Caryn Mazin Schechtman; Perrie M. Weiner,  02 November 2008

The SEC has charged a San Francisco investment adviser, MedCap Management and Research LLC (MMR), and its principal, Charles Toney, Jr., with falsely inflating the price of a thinly-traded portfolio security to enhance fund asset values at the end of a reporting period so that it could avoid reporting a 40 percent loss and stave off a rash of investor redemptions. This practice, which the SEC calls “portfolio pumping,” is alleged by the SEC to violate the antifraud provisions of the Investment Advisers Act of 1940. The charges were filed October 16.

MedCap Partners L.P. (MedCap), a fund managed by Toney and MMR, was plagued by poor performance and investor redemptions in 2006. According to the SEC, facing mounting losses in the third quarter of the year, Toney and MMR allegedly placed numerous buy orders during the last few days of the quarter in a thinly traded over-the-counter security heavily owned by MedCap through another MMR-controlled fund.
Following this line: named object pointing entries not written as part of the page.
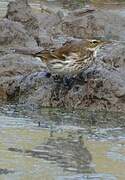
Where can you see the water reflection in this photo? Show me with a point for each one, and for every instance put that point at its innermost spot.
(65, 144)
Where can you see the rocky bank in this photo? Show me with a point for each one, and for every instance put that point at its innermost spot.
(22, 77)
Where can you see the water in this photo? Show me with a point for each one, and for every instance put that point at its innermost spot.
(55, 144)
(61, 145)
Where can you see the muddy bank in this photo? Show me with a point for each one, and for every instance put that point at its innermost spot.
(25, 79)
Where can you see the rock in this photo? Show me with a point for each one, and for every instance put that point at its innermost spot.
(20, 11)
(13, 34)
(93, 24)
(13, 68)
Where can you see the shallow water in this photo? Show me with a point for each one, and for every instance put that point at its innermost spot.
(55, 144)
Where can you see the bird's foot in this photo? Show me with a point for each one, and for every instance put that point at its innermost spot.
(68, 81)
(57, 78)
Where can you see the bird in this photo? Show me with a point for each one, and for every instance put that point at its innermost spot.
(72, 57)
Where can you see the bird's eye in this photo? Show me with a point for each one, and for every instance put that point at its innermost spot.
(94, 42)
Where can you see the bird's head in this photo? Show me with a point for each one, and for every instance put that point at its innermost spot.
(94, 44)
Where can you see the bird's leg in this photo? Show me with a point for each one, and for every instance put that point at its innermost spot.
(68, 81)
(57, 78)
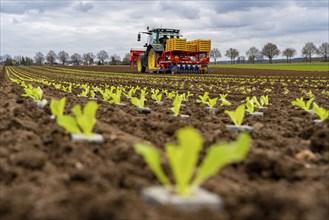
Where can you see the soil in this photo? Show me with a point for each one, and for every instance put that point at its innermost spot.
(44, 175)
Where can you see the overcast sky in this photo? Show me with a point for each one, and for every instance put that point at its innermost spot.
(77, 26)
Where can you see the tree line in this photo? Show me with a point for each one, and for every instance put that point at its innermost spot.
(271, 50)
(63, 58)
(253, 54)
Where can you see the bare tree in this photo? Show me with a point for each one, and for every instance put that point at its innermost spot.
(7, 60)
(18, 60)
(324, 50)
(39, 58)
(51, 57)
(102, 56)
(289, 53)
(214, 53)
(28, 61)
(309, 50)
(76, 59)
(232, 53)
(88, 58)
(253, 53)
(270, 50)
(63, 56)
(126, 59)
(115, 59)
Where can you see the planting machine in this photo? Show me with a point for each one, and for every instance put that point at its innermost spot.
(166, 52)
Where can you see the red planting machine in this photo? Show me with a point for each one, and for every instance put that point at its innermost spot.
(167, 52)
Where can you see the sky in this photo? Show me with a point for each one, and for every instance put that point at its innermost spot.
(80, 27)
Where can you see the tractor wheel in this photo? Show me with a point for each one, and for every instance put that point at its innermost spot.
(151, 59)
(140, 67)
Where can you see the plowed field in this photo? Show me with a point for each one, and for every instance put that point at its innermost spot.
(44, 175)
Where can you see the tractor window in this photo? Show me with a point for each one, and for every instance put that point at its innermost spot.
(152, 38)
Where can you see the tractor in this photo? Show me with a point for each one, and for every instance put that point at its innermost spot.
(167, 52)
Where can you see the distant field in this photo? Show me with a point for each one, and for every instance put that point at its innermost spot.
(281, 66)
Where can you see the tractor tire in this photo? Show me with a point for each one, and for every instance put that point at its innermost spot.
(151, 59)
(140, 67)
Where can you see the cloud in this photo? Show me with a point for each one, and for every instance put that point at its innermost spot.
(84, 7)
(113, 25)
(21, 7)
The SEC alleges that this purchasing activity caused the portfolio security to quadruple and fraudulently increased MedCap’s value for the third quarter of 2006 by $29 million; both the stock price of the underlying security and MedCap’s value subsequently declined back to their previous levels. Continue reading “Article: SEC Focuses on Efforts by Hedge Fund Managers to Conceal Poor Performance”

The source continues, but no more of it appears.